Nostalgic odes to the past have a huge presence in entertainment, but how often does a movie or TV show really feel like it could've/should've been released during another time period? The latest Tom Clancy novel adaptation Without Remorse is so indebted to 90's action movies that it becomes moderately shocking when the character's break out modern technology.
This story's hero John Kelly (Michael B. Jordan) is an ex-NAVY SEAL who gets forced back into action once a team of heavily armed/trained men murder his pregnant wife (Lauren London) in their home. After going on a solo vengeance-driven reconnaissance mission that lands him in hot water with the law, Kelly soon finds himself embroiled in a vague international conspiracy involving Russian nationals, potential corruption within the highest levels of the American government agencies and the true intent of a mission in Aleppo, Syria he ran shortly before his retirement from the military. Increasingly desperate and facing prison time, he has to enlist the help of a former squadmate (Jodie Turner-Smith) and CIA contact (Jamie Bell) to free him from jail so he can get to the bottom of who killed his wife and why these shadowy figures wanted him dead.
Doesn't that righteous solider forced to avenge the death of the one person that provided him with a lifeline to get out of his life of violence by cracking a mystery and going on killing sprees that span multiple continents storyline just ooze Cold War-era action movie? Probably the only way Without Remorse could've been more authentic to the True Lies/Under Siege/Clear and Present Danger-era is if the Russian villains broke out the most god awful cartoon stereotype accents they could conjure up and threatened to launch a nuke on American soil.

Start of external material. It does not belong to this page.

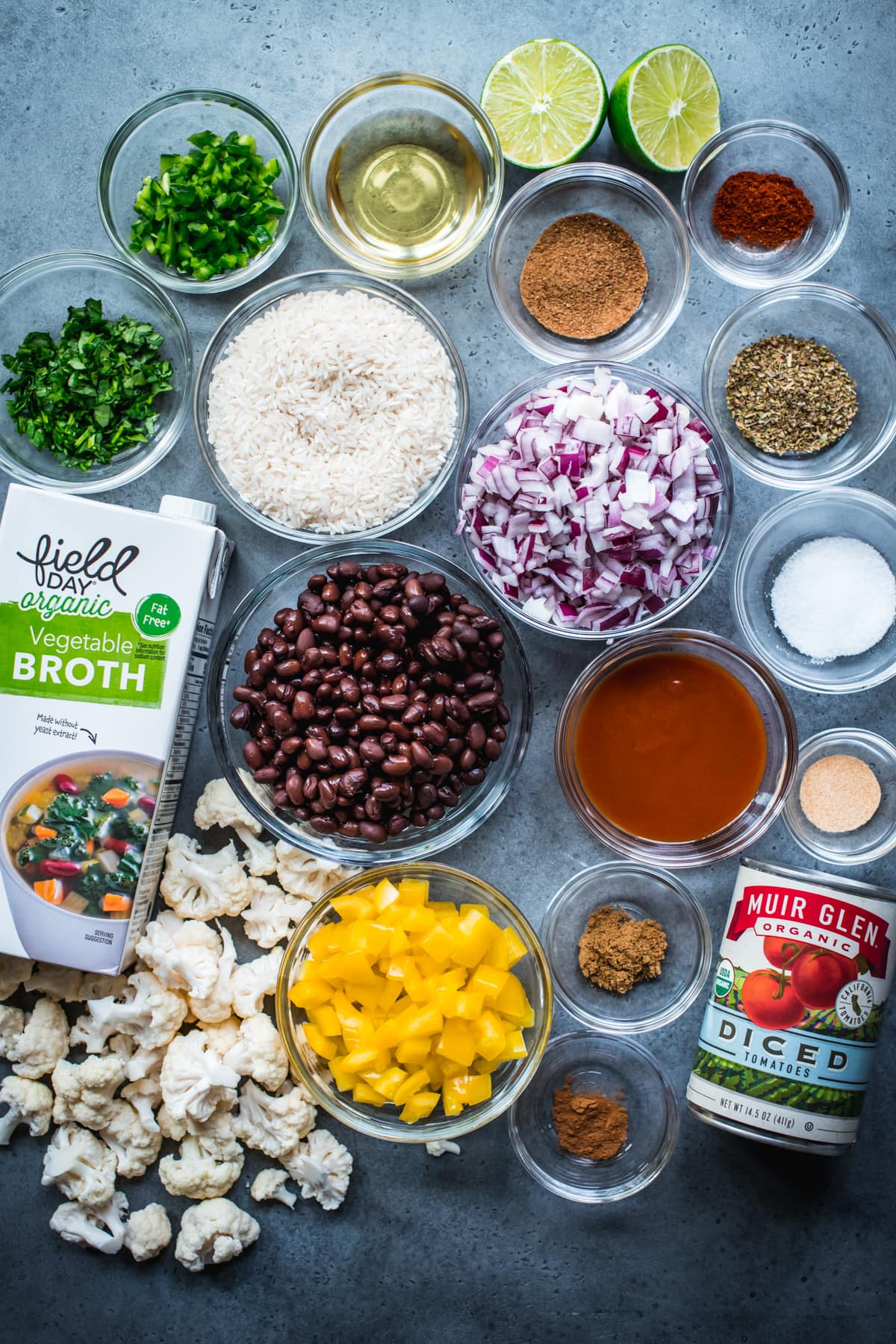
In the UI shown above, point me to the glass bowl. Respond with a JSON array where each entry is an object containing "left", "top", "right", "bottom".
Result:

So does this classic playbook still work? To a degree, yes. Jordan plays the hardass hero with nothing to lose archetype very well and director Stefano Sollima (Sicario: Day of the Soldado) brings some real intensity to the string of shootouts/covert missions/rigorous questioning that keep the thin, idiotic plot moving. No one is going to mistake Without Remorse for a particularly impressive piece of genre filmmaking or anything more than a minor footnote in Jordan's already accomplished career, but it's gritty and effective throwback entertainment that fits in well with the other Clancy adaptations that have made it to the screen over the past 30 years.